Sie sah schon wieder den Tränen nah aus, fand er, als er sie in dem Café in Mornington Crescent traf. Er war vor dem Revier über die Straße gelaufen, zwischen den Bussen hindurch, und hatte sich in dem billigen Lokal erst mal nach anderen Polizisten umgesehen; hier kamen oft welche her. »Charlotte?« Es war das erste Mal, dass er sie so nannte und nicht Miss Miller.

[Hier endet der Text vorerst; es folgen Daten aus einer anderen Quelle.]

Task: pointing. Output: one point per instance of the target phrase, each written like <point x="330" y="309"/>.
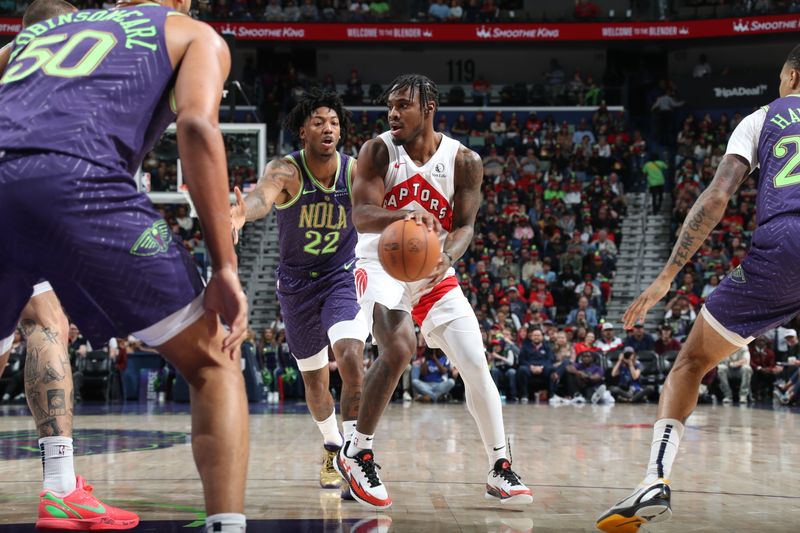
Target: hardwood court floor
<point x="738" y="469"/>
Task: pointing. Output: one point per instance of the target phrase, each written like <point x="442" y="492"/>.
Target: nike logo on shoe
<point x="99" y="509"/>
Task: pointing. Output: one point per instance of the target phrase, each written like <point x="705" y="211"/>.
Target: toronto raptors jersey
<point x="409" y="187"/>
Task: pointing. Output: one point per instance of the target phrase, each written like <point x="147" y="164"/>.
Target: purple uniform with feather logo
<point x="764" y="291"/>
<point x="83" y="98"/>
<point x="316" y="287"/>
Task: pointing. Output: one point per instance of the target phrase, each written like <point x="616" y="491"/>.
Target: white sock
<point x="667" y="434"/>
<point x="348" y="428"/>
<point x="360" y="441"/>
<point x="226" y="523"/>
<point x="59" y="471"/>
<point x="461" y="342"/>
<point x="330" y="430"/>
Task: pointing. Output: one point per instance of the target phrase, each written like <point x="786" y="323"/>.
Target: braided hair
<point x="314" y="99"/>
<point x="794" y="58"/>
<point x="428" y="92"/>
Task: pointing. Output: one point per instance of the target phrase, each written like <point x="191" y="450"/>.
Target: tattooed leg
<point x="48" y="375"/>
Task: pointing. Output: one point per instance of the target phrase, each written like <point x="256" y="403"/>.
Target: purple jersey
<point x="315" y="227"/>
<point x="779" y="159"/>
<point x="93" y="84"/>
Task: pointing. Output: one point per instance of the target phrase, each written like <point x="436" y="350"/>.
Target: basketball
<point x="408" y="252"/>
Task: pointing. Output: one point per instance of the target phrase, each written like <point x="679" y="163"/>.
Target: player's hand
<point x="423" y="218"/>
<point x="637" y="311"/>
<point x="238" y="215"/>
<point x="226" y="299"/>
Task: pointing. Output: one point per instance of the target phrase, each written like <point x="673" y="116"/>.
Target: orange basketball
<point x="408" y="252"/>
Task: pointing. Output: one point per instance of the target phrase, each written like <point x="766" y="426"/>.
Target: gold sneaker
<point x="329" y="478"/>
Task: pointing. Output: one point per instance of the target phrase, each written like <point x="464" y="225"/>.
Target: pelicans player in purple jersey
<point x="758" y="295"/>
<point x="310" y="189"/>
<point x="83" y="97"/>
<point x="48" y="371"/>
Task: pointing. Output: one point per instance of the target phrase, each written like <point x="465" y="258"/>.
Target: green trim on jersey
<point x="314" y="179"/>
<point x="350" y="164"/>
<point x="293" y="201"/>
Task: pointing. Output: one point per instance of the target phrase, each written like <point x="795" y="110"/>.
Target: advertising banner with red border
<point x="544" y="32"/>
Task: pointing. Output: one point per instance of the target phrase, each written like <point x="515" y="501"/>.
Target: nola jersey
<point x="769" y="138"/>
<point x="94" y="84"/>
<point x="409" y="187"/>
<point x="315" y="227"/>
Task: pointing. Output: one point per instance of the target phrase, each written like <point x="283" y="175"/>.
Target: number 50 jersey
<point x="94" y="84"/>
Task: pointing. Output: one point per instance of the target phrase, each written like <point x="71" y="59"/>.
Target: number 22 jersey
<point x="769" y="138"/>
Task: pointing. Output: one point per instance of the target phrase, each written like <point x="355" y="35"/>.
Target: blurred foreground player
<point x="48" y="378"/>
<point x="412" y="172"/>
<point x="81" y="100"/>
<point x="310" y="189"/>
<point x="758" y="295"/>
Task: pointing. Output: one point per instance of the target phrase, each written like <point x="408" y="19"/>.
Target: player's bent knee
<point x="692" y="364"/>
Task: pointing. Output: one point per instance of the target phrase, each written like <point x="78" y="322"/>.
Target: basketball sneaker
<point x="81" y="511"/>
<point x="505" y="485"/>
<point x="345" y="493"/>
<point x="648" y="503"/>
<point x="329" y="478"/>
<point x="361" y="474"/>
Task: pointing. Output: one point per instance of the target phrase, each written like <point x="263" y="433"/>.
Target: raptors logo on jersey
<point x="418" y="190"/>
<point x="409" y="187"/>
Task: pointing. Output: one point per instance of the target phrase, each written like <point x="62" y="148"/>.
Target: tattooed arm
<point x="706" y="213"/>
<point x="703" y="217"/>
<point x="466" y="202"/>
<point x="279" y="184"/>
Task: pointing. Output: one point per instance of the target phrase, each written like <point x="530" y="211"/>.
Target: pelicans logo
<point x="153" y="241"/>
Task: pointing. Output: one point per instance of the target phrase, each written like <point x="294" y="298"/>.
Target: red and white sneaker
<point x="505" y="485"/>
<point x="80" y="511"/>
<point x="361" y="474"/>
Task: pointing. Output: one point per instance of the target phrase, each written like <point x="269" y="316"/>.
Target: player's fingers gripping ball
<point x="408" y="251"/>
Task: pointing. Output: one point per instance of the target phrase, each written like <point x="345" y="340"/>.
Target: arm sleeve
<point x="744" y="140"/>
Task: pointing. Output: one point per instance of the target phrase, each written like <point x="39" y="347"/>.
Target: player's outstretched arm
<point x="466" y="202"/>
<point x="703" y="217"/>
<point x="369" y="216"/>
<point x="272" y="187"/>
<point x="204" y="66"/>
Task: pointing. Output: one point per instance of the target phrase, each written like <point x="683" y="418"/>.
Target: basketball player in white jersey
<point x="412" y="172"/>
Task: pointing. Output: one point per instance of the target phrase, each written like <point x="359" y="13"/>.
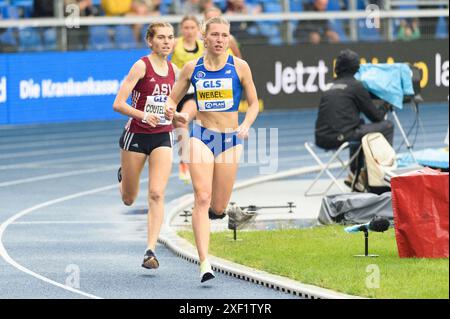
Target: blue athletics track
<point x="61" y="213"/>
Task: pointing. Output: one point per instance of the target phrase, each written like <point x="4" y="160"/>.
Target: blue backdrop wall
<point x="58" y="87"/>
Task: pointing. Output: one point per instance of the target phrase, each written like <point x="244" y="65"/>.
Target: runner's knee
<point x="128" y="199"/>
<point x="203" y="198"/>
<point x="218" y="208"/>
<point x="155" y="196"/>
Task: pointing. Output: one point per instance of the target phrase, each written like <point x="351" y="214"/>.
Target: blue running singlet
<point x="217" y="91"/>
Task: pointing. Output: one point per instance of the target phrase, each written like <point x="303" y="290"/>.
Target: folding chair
<point x="325" y="167"/>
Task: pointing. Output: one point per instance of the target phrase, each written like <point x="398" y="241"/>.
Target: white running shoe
<point x="206" y="272"/>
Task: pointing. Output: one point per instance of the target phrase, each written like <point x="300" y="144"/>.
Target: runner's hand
<point x="169" y="113"/>
<point x="242" y="131"/>
<point x="182" y="118"/>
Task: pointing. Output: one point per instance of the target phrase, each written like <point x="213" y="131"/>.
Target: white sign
<point x="303" y="79"/>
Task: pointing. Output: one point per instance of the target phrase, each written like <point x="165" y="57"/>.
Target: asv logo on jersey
<point x="154" y="109"/>
<point x="162" y="89"/>
<point x="160" y="98"/>
<point x="3" y="90"/>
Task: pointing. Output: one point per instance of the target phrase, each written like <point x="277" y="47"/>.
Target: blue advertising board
<point x="62" y="86"/>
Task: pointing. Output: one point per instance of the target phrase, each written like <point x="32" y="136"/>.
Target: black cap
<point x="347" y="63"/>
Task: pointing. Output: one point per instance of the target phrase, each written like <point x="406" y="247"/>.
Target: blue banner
<point x="59" y="87"/>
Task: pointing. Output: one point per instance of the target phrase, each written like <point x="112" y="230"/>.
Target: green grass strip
<point x="323" y="256"/>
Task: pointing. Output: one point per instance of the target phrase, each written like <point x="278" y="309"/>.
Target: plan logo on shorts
<point x="214" y="94"/>
<point x="200" y="75"/>
<point x="3" y="89"/>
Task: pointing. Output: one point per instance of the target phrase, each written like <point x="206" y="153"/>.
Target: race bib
<point x="155" y="105"/>
<point x="214" y="94"/>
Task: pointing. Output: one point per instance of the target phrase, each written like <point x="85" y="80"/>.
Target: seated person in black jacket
<point x="340" y="109"/>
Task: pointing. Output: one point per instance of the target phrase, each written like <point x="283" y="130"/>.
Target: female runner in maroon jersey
<point x="148" y="135"/>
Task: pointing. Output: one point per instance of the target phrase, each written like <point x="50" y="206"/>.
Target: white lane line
<point x="4" y="254"/>
<point x="60" y="150"/>
<point x="22" y="213"/>
<point x="36" y="164"/>
<point x="59" y="175"/>
<point x="52" y="143"/>
<point x="81" y="222"/>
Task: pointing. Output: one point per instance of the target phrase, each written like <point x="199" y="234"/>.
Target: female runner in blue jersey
<point x="215" y="143"/>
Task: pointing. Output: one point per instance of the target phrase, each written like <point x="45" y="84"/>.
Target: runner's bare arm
<point x="120" y="105"/>
<point x="252" y="97"/>
<point x="179" y="90"/>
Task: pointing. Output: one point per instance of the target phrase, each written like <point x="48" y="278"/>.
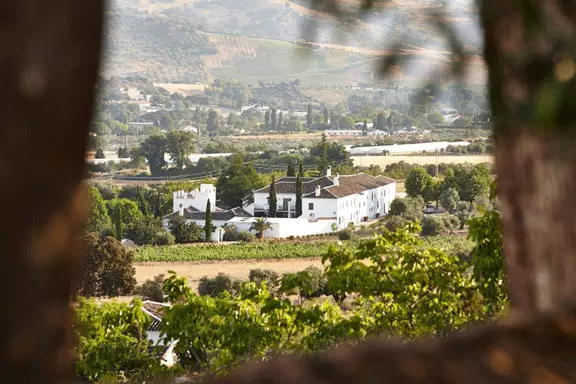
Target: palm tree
<point x="260" y="225"/>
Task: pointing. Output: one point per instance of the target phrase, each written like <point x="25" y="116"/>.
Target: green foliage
<point x="409" y="208"/>
<point x="98" y="221"/>
<point x="260" y="225"/>
<point x="449" y="199"/>
<point x="184" y="232"/>
<point x="152" y="289"/>
<point x="180" y="144"/>
<point x="153" y="150"/>
<point x="324" y="162"/>
<point x="163" y="238"/>
<point x="346" y="234"/>
<point x="272" y="200"/>
<point x="433" y="225"/>
<point x="112" y="344"/>
<point x="208" y="226"/>
<point x="107" y="269"/>
<point x="144" y="230"/>
<point x="299" y="193"/>
<point x="394" y="222"/>
<point x="124" y="212"/>
<point x="413" y="291"/>
<point x="246" y="237"/>
<point x="258" y="251"/>
<point x="270" y="277"/>
<point x="488" y="259"/>
<point x="218" y="285"/>
<point x="237" y="182"/>
<point x="417" y="182"/>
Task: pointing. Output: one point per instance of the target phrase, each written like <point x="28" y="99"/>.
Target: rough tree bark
<point x="49" y="56"/>
<point x="529" y="51"/>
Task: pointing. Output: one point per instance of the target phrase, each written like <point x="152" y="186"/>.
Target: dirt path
<point x="236" y="269"/>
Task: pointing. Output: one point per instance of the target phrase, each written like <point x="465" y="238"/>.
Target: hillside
<point x="188" y="41"/>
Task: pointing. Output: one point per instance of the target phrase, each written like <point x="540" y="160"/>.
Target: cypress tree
<point x="280" y="118"/>
<point x="118" y="223"/>
<point x="273" y="119"/>
<point x="142" y="202"/>
<point x="291" y="172"/>
<point x="299" y="191"/>
<point x="272" y="200"/>
<point x="326" y="115"/>
<point x="208" y="224"/>
<point x="323" y="163"/>
<point x="267" y="120"/>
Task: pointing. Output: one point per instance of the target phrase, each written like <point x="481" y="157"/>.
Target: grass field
<point x="385" y="160"/>
<point x="195" y="267"/>
<point x="254" y="59"/>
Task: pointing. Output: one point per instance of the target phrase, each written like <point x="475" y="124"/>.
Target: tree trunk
<point x="50" y="53"/>
<point x="531" y="88"/>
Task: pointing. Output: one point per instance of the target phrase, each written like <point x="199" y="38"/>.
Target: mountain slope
<point x="252" y="40"/>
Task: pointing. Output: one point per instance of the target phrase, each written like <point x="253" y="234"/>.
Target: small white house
<point x="197" y="198"/>
<point x="343" y="132"/>
<point x="167" y="354"/>
<point x="343" y="199"/>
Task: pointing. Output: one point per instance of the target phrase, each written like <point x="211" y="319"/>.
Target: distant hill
<point x="188" y="41"/>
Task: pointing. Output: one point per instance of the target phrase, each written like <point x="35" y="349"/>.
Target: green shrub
<point x="246" y="237"/>
<point x="345" y="234"/>
<point x="269" y="276"/>
<point x="152" y="289"/>
<point x="316" y="285"/>
<point x="432" y="225"/>
<point x="216" y="286"/>
<point x="163" y="238"/>
<point x="394" y="222"/>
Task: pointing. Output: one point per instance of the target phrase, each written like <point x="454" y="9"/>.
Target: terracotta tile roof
<point x="350" y="185"/>
<point x="288" y="185"/>
<point x="154" y="308"/>
<point x="192" y="213"/>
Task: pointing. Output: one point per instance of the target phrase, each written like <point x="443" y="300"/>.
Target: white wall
<point x="284" y="227"/>
<point x="201" y="223"/>
<point x="322" y="208"/>
<point x="261" y="201"/>
<point x="197" y="198"/>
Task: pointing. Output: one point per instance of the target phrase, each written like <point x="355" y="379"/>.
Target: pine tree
<point x="267" y="120"/>
<point x="273" y="119"/>
<point x="208" y="223"/>
<point x="323" y="163"/>
<point x="272" y="200"/>
<point x="299" y="192"/>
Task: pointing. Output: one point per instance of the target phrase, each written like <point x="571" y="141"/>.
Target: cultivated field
<point x="385" y="160"/>
<point x="185" y="89"/>
<point x="236" y="269"/>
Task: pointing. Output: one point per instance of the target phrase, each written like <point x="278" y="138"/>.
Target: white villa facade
<point x="327" y="202"/>
<point x="342" y="199"/>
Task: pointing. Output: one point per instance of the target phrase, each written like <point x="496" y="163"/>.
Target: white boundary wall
<point x="284" y="227"/>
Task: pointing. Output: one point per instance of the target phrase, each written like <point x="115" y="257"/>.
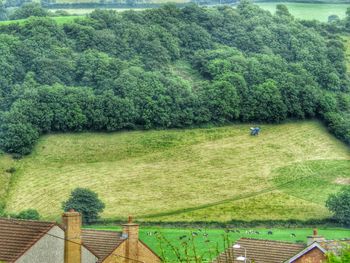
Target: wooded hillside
<point x="118" y="71"/>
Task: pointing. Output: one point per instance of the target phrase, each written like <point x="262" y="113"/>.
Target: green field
<point x="59" y="19"/>
<point x="307" y="11"/>
<point x="209" y="247"/>
<point x="208" y="174"/>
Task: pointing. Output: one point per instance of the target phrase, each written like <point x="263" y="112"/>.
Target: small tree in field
<point x="339" y="205"/>
<point x="86" y="202"/>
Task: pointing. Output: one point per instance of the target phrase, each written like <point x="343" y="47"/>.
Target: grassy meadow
<point x="59" y="19"/>
<point x="310" y="11"/>
<point x="208" y="243"/>
<point x="204" y="174"/>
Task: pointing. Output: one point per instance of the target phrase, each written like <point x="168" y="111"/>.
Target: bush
<point x="86" y="202"/>
<point x="29" y="214"/>
<point x="339" y="205"/>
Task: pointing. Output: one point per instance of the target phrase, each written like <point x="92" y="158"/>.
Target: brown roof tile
<point x="17" y="236"/>
<point x="261" y="251"/>
<point x="102" y="242"/>
<point x="335" y="246"/>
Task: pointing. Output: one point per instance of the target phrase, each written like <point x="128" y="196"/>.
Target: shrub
<point x="339" y="205"/>
<point x="86" y="202"/>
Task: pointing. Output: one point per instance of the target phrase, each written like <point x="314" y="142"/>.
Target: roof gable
<point x="314" y="245"/>
<point x="17" y="236"/>
<point x="101" y="242"/>
<point x="261" y="251"/>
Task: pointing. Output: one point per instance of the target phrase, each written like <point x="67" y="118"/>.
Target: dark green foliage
<point x="85" y="202"/>
<point x="339" y="205"/>
<point x="29" y="214"/>
<point x="114" y="71"/>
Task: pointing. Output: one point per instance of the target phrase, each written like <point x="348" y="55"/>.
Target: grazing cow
<point x="254" y="131"/>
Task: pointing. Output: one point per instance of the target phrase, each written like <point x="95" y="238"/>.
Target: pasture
<point x="203" y="174"/>
<point x="59" y="19"/>
<point x="309" y="11"/>
<point x="208" y="243"/>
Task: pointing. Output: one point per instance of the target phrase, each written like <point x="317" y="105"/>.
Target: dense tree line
<point x="114" y="71"/>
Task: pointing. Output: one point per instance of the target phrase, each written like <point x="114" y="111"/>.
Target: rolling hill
<point x="203" y="174"/>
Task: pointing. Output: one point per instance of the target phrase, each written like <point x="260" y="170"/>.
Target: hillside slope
<point x="187" y="175"/>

Sie hatte eine Tasse trüben Tee vor sich stehen, und auf der Kunststoff-Tischplatte lagen Zuckerkrümel verstreut. »War es falsch, Sie zu kontaktieren? Ich wusste nicht, ob ich das tun sollte.«
»Ist schon okay.« Er hatte beschlossen, dass es sich um eine Zeugenbefragung handelte; daran war nichts auszusetzen. Auch wenn der Fall offiziell abgeschlossen war. »Worum geht’s denn?«
»Darum.« Seufzend legte sie ein Blatt Papier auf den Tisch. »Dans Eltern haben das bekommen, aber sie weigern sich zu helfen. Sie behaupten, sie wohnen zu weit weg, um hierherzukommen. Nach mir hat er nicht mal gefragt.« Sie sah sehr unglücklich aus.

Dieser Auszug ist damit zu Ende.